Uzun Süreli Verilerin Analizinde Kullanılan Makine Öğrenmesi Algoritmaları
Özet
Data obtained by tracking the same units over time and taking measurements repeatedly are called "longitudinal data”. Longitudinal data collected in fields such as medicine, psychology, sociology, environmental science, etc. are analysed with special statistical methods such as Mixed Effects Models rather than time series and classical regression analyses.
Machine learning algorithms, which have become increasingly popular in recent years, have become available for longitudinal datasets. At this point, with the effect of information technologies, these algorithms can be used as packages using software such as R and Python. Machine learning algorithms utilized in the analysis of longitudinal data are used to estimate the fixed effect parameters of Mixed Effects Models, and these methods can handle different responses such as categorical or quantitative results and survival times. Furthermore, these methods can work with variables of various scales or distributions without any assumption requirements and are also suitable for multidimensional datasets where the number of explanatory variables is greater than the number of observations.
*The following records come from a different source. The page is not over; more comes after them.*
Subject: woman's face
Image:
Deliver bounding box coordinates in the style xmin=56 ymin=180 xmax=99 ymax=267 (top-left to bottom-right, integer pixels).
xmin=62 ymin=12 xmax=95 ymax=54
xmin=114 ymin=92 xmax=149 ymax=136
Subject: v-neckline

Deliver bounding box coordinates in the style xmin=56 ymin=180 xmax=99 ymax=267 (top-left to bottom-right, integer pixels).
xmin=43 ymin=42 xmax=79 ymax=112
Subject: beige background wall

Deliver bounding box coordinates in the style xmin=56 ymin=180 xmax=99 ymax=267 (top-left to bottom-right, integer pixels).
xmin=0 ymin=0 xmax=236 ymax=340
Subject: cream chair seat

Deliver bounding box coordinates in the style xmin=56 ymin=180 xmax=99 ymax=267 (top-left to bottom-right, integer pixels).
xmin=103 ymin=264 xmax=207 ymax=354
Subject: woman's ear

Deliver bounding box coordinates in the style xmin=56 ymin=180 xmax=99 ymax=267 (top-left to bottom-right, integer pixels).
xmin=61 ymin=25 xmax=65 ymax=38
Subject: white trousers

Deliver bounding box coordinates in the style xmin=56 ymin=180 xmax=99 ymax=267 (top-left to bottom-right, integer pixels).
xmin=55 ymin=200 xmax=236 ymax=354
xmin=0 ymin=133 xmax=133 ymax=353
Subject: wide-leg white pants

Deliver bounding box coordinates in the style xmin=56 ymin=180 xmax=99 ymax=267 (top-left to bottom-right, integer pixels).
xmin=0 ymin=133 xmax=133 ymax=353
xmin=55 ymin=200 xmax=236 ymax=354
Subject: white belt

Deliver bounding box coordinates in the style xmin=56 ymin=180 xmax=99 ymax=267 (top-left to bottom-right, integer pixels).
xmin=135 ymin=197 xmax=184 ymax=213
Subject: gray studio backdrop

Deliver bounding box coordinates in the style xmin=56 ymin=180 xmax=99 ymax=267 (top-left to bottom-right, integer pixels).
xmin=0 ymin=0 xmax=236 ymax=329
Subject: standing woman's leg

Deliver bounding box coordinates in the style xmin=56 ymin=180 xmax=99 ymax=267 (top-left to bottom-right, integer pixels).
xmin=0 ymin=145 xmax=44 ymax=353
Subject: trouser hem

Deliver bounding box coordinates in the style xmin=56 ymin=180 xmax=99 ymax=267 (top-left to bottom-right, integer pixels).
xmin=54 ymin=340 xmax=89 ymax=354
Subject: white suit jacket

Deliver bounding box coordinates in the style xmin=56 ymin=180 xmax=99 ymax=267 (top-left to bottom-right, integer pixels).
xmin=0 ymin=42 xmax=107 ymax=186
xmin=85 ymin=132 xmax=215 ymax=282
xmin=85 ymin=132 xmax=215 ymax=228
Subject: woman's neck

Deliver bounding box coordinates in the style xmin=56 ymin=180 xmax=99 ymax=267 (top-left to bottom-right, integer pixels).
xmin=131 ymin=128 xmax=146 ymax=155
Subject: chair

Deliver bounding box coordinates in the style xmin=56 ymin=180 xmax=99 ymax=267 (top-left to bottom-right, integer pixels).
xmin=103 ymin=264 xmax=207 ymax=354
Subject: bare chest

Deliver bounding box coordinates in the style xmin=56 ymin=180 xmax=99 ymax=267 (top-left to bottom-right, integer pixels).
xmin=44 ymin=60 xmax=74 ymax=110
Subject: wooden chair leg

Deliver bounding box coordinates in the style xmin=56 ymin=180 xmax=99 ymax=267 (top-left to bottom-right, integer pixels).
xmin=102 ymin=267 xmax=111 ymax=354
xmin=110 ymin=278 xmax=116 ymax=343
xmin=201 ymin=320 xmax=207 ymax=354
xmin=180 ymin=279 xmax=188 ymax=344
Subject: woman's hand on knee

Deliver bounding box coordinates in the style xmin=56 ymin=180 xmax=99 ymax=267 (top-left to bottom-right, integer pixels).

In this thesis, a balanced longitudinal dataset containing measurements at 5 different time points for 1569 vehicles that regularly come for inspection every two years between 2013 and 2023 using administrative records compiled at vehicle inspection stations for motor vehicles registered to traffic in Türkiye is analysed with Mixed Effects Models as statistical models and machine learning algorithms, one of the branches of artificial intelligence. The effects of the explanatory variables of year, vehicle type, fuel type and purpose of use on the distances travelled by the vehicles according to years, which have measurements showing a right-skewed distribution, are examined by creating Mixed Effects Models with statistical and machine learning methods. Generalized Linear Mixed Effects Models (GLMM) from statistical methods and Mixed Effects Random Tree/Forest, Random Effects Expectation Maximisation Tree/Forest, GLMM Tree and Gaussian Process Boosting methods from machine learning methods were applied on the longitudinal dataset considering different link functions and covariance structures and the models were compared according to performance evaluation criteria. As a result of this study, it is concluded that the Mixed Effect Random Forest algorithm with AR(1) variance-covariance structure is the best model among all statistical and machine learning models according to the MSE, RMSE and MAE model performance evaluation criteria.